“O rosto dele me é familiar. Eu sei que o conheço de algum lugar.”

“Dos filmes, talvez”, sugeriu a irmã.

“Ah, você costuma ir ao cinema?”, intrometeu-se a sra. Barnes, esperando encontrar mais um gosto em comum, pois ela escondia uma paixão pelos filmes.

“Só para ver George Arliss e Diana Wynyard”, explicou a srta. Evelyn.

“Isso encerra o assunto”, disse o pároco. “Ele com certeza não é George Arliss, tampouco ela é Diana.”

“Ainda assim, acho que algum mistério circunda esses dois”, insistiu a srta. Evelyn.

“Também acho”, concordou a sra. Barnes. “Fico pensando se eles são realmente casados.”

“E você, é?”, perguntou imediatamente o marido.

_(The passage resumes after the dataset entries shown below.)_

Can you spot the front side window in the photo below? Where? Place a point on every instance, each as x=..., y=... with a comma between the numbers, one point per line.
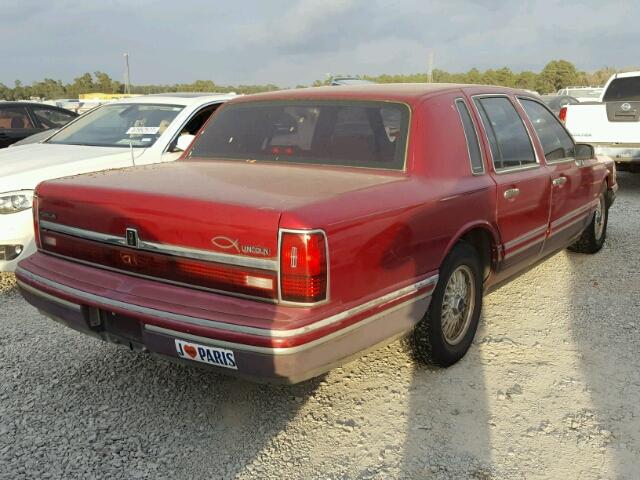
x=556, y=142
x=343, y=133
x=119, y=125
x=472, y=138
x=50, y=118
x=14, y=118
x=508, y=138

Ele riu alegremente quando a viu corar de orelha a orelha.

“Perdoe-me por desapontá-la, querida”, disse ele, “mas não é mais simples acreditar que todos somos o que supomos ser? Inclusive párocos e suas esposas.” Ele bateu a boca do cachimbo para lhes tirar as cinzas e se levantou da cadeira. “Acho que vou conversar com meus amigos lá embaixo no vilarejo.”

“Como ele consegue conversar com eles se não sabe a língua?”, perguntou a srta. Rose sem rodeios, quando o pároco saiu do jardim.

“Ah, ele se faz entender”, explicou a esposa, orgulhosa. “Empatia, sabe? E são todos humanos. Devem esfregar os narizes, como esquimós.”

“Acho que nossos mexericos acabaram expulsando-o daqui”, disse a srta. Evelyn.

“A culpa foi minha”, declarou a sra. Barnes. “As pessoas acham que sou curiosa, mas a verdade é que eu me forço a mostrar interesse nas coisas dos outros. É minha forma de protestar contra nossa terrível timidez nacional.”

“Mas nós temos orgulho dela”, disse a srta. Rose. “A Inglaterra não precisa de publicidade.”

“É claro que não... Mas só trilhamos nosso caminho no mundo uma vez. Preciso me lembrar o tempo todo de que o estranho ao meu lado pode estar com problemas, e que talvez eu possa ajudar.”

As irmãs olharam para ela com aprovação. Era uma mulher esguia, de quarenta e poucos anos, com o rosto alongado e pálido, os cabelos escuros, os traços meigos. Seus grandes olhos castanhos eram tão gentis quanto francos – e seu jeito, autêntico.

Era impossível conectá-la com outra coisa que não fosse uma rígida honestidade. Elas sabiam que a sra. Barnes preferia se perder em explicações desconfortáveis a correr o risco de passar uma falsa impressão.

Ela, por sua vez, gostava das duas irmãs. Eram pessoas sérias, dignas e respeitosas. Pensou que, se presidissem os tribunais, agiriam distintamente e cumpririam seu dever para com Deus e o próximo, sem permitir que nada influenciasse sua índole.

Elas também eram pessoas livres, donas de uma casa agradável com jardim, empregados bem-treinados e dinheiro investido no banco. A sra. Barnes sabia disso. Desse modo, como ser humano, dava-lhe uma sensação de superioridade pensar que o único homem do grupo era seu marido.

Ela podia apreciar o sentido da posse porque, até o seu quadragésimo aniversário, ela passou suas férias anuais na companhia de outras solteironas. Desde que terminara os estudos, ganhava a vida lecionando, até que um milagre lhe deu não apenas um marido, mas também um filho.

Ela e o marido ficaram tão envolvidos com a criança que o pároco temeu algumas vezes que a devoção dos dois pudesse pôr em risco seu destino.